At first light, two military helicopters set off from Whakatane airport for the offshore volcano, where an eruption Monday killed at least 16 people and severely injured dozens more.
The goal of the team from the bomb disposal squad was to recover the remains of eight people still on New Zealand's most active volcano, which sits semi-submerged 50 kilometres (30 miles) out to sea.
After a tense four-hour wait, while vulcanologists monitored live seismic feeds for signs of another explosion, police said the majority of the bodies had been safely airlifted to a naval frigate anchored off the coast.
"Those staff showed absolute courage in order to ensure those six people were returned to their loved ones," police commissioner Mike Bush told reporters, saying they were operating in an "unpredictable and challenging" environment.
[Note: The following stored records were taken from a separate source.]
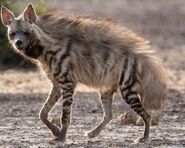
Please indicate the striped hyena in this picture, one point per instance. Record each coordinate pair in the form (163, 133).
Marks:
(95, 52)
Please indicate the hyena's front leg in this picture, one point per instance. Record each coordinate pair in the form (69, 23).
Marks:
(55, 94)
(106, 102)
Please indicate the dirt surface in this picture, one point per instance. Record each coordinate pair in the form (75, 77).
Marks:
(23, 92)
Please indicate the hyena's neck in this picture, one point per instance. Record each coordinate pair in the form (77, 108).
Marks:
(40, 44)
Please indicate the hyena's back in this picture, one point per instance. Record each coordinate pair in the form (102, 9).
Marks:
(102, 52)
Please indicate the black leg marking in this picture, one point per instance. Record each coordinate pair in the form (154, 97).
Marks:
(64, 56)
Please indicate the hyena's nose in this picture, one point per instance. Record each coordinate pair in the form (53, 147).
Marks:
(18, 42)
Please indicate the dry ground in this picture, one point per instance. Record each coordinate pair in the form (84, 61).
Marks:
(23, 92)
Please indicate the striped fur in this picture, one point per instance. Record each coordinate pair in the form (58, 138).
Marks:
(97, 53)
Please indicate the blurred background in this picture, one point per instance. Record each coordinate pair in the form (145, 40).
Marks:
(23, 89)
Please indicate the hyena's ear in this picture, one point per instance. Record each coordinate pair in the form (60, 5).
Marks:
(30, 14)
(6, 16)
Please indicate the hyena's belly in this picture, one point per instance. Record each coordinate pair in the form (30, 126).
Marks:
(96, 77)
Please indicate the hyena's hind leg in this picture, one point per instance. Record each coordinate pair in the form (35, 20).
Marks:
(106, 102)
(131, 97)
(50, 102)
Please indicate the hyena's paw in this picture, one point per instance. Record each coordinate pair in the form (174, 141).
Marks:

Bush said efforts to locate the two remaining bodies were ongoing, with divers searching nearby waters after a corpse was seen floating in choppy seas on Tuesday.
Helicopters were also searching over the Bay of Plenty and Bush did not rule out a return to the island when conditions were safer.
Drone flights helped locate the six bodies on the caldera before the operation began and the six-strong team laboured to reach them in heavy hazmat suits and breathing gear that restricted movement.
Special forces commander Rian McKinstry said he was "incredibly proud" of the team, who had to deal with heat stress as they prepared the bodies to be airlifted out.
"It was a unique operation, but unique operations are what organisations like the Explosive Ordnance Disposal Squadron gets involved in," he said.
On the eve of the operation, GeoNet vulcanologist Nico Fournier said the dangers facing recovery teams if an eruption occurred included magma, superheated steam, ash and cannonball-like rocks thrown from the caldera at supersonic speed.
As the military began their grim task, police took grieving families out near the volcano on a boat to perform a Maori blessing and locals chanted karakia, or prayers, on the shore as the island smouldered in the distance.
Despite the risk of an eruption inside 24 hours being put at 50-60 percent, Prime Minister Jacinda Ardern said those involved wanted to help grieving families.
"Today was all about reuniting them with their loved ones," she said, revealing she was on tenterhook for the four hours the military team was on the volcano.
"I felt the same anxiety that I imagine everyone did at that point," she told reporters.
Many tourists who died on the island were Australians and Canberra's Foreign Minister Marise Payne said they had been affected by a catastrophic event.
"This is a time of absolute desperation and distress, and to every single one of those families and their friends and their loved ones, our hearts go out at this extraordinarily difficult time," she said.
The bodies on the island are thought to include New Zealand tour guide Hayden Marshall-Inman.
His brother Mark Inman had epitomised relatives' frustrations with stalled recovery efforts, criticising "red tape, bureaucracy" but on Friday he praised the daring recovery attempt.
"It's going to allow us to grieve and send our loved ones off in the manner they deserve," he told the New Zealand Herald.
The recovery had been on hold for days as poisonous gases continued billowing from the volcanic vent and the island remained blanketed in a thick layer of acidic ash.
While troops were recovering the bodies, another 28 people -- mostly tourists who had been on a day trip to see the natural wonder -- were still being treated in hospitals across New Zealand and Australia, many in a critical condition suffering severe burns.
The survivors' injuries are so severe New Zealand doctors initially estimated they would need to import 1.2 million square centimetres (185,000 square inches) of skin for grafts.
A coronial process has begun to identify those confirmed dead but police have said it could "take some time".